Rising temperatures threaten Melbourne and Sydney’s water security
Sydney and Melbourne face rising threats to their water supplies from climate change as higher temperatures diminish inflows while pushing up demand, according to new research.
A paper published by Environment Research Letters shows a “substantially” amplified risk for Melbourne’s water availability if global temperatures rise 2 degrees above pre-industrial levels rather than the 1.5-degree target set by the Paris climate agreement.
Separate research by the University of NSW into future rainfall and temperatures for some 222 catchments across Australia – some of which serve Sydney – found a marked increase in vulnerability of supply.
“It’s quite scary actually,” Ashish Sharma, a professor in UNSW’s School of Civil and Environmental Engineering, said. “The implications for water security for this region are not good.”
Warmer temperatures lift evaporation rates and dry out catchments, reducing the chance of the medium-sized floods that typically provide the great bulk of reservoir inflows in any one year, Professor Sharma said.
“It is a double whammy,” he said. “You’re having a reduced access to water and increased water demand – hence the vulnerability, the security of the water system, reduce even more.”
Internationally, those moderate floods are expected to decrease at the rate of about 13 per cent each degree of warming, Professor Sharma said, noting that current carbon emissions trajectories point to a 3.5-degree increase by 2100.
Record warmth in 2019
The dams serving both Sydney and Melbourne are hovering just above 50 per cent, with the former’s falling more rapidly in recent years than during the Millennium Drought earlier this century.
Desalination plants in both cities are ramping up.
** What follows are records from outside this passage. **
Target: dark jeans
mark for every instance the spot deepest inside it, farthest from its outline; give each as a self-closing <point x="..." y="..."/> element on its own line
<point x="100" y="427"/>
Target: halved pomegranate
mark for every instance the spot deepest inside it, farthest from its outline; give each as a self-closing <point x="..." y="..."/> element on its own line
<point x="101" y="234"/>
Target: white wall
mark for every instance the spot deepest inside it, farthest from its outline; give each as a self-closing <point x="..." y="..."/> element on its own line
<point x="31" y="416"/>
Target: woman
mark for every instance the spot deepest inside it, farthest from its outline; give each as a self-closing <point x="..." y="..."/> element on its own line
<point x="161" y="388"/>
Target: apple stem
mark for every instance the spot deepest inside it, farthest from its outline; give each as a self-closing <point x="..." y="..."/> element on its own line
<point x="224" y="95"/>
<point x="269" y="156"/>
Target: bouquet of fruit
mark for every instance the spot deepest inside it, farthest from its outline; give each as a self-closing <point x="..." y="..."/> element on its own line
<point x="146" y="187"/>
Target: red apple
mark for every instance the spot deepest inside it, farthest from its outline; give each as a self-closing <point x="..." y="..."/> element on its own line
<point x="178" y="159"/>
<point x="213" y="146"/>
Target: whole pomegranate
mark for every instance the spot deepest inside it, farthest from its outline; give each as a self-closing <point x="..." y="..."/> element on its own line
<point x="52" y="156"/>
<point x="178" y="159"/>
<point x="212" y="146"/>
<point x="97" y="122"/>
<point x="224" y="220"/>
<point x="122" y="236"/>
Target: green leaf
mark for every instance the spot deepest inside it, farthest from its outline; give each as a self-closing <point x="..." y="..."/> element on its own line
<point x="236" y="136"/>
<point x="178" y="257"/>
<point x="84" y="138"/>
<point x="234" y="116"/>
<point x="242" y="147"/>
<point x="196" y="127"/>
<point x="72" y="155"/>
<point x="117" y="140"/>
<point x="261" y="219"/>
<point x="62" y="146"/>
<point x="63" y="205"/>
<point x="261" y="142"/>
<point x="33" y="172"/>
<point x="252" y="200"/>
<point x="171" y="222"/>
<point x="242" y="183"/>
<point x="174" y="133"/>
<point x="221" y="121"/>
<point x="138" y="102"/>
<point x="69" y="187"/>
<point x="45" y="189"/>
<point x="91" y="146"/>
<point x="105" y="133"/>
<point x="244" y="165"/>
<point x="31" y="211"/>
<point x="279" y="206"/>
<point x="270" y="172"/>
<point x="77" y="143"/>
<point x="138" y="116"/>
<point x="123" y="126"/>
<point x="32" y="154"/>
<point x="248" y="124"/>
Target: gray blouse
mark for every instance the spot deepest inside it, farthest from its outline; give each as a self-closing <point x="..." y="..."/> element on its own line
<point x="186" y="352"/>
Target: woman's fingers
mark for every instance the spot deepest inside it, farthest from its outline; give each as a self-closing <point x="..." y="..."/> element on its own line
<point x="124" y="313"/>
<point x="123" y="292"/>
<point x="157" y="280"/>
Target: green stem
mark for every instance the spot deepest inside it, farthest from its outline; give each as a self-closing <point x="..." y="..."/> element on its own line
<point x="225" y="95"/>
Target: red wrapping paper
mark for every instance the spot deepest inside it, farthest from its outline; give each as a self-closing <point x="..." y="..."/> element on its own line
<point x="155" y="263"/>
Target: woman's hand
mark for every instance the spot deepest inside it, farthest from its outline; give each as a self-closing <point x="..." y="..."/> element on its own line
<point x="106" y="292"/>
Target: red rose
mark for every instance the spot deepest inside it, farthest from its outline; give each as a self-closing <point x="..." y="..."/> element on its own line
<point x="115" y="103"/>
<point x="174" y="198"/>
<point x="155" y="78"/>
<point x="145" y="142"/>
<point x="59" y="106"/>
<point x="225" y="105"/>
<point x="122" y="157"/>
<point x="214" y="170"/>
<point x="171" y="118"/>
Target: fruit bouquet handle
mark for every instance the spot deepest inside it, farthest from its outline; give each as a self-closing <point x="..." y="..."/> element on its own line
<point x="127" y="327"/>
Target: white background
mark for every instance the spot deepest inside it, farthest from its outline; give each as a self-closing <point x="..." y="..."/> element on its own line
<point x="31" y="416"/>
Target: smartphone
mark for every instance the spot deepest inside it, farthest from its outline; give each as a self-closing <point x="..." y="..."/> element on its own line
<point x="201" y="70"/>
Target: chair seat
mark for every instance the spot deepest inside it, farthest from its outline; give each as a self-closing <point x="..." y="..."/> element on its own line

The Victorian government in April ordered its plant at Wonthaggi to deliver 125 billion litres for the 2019-20 year, while Sydney’s Kurnell plant is nearing its full capacity of about 91 billion litres per year.
The first seven months have also been the hottest on record for maximum temperatures for Victoria and the second warmest for NSW, the Bureau of Meteorology said.
Benjamin Henley – who studies water resource impacts from climate change at the University of Melbourne and the lead author of the research paper – said a warming world pointed to reduced rainfall in southern states.
“In the south, we’re likely to face a long-term drying trend under climate change, and it has almost certainly started,” Dr Henley said.
Even so, his team’s work showed that for Melbourne at least, there was a “distinct difference” in the impacts for water security if temperature rises were kept to 1.5 degrees rather than 2 degrees.
Lily D’Ambrosio, Victoria’s climate change minister and acting water minister, said the warming was “a reality”.
“We know we need to act now and plan for how we can better withstand increasingly high temperatures, reduced water availability, and the impact this has on the environment,” she said.
Water efficiency measures, stormwater capture and making better use of sources independent of rainfall such as desalination, would be part of that planning, she said.
Fiona Smith, WaterNSW’s executive manager water and catchment protection, said her agency was continuing to assess climate projections, noting some models projected increased rainfall.
“Research into climate change impacts are progressing but without conclusive findings accurate predictions for the east coast of Australia for water security purposes are not yet available,” she said.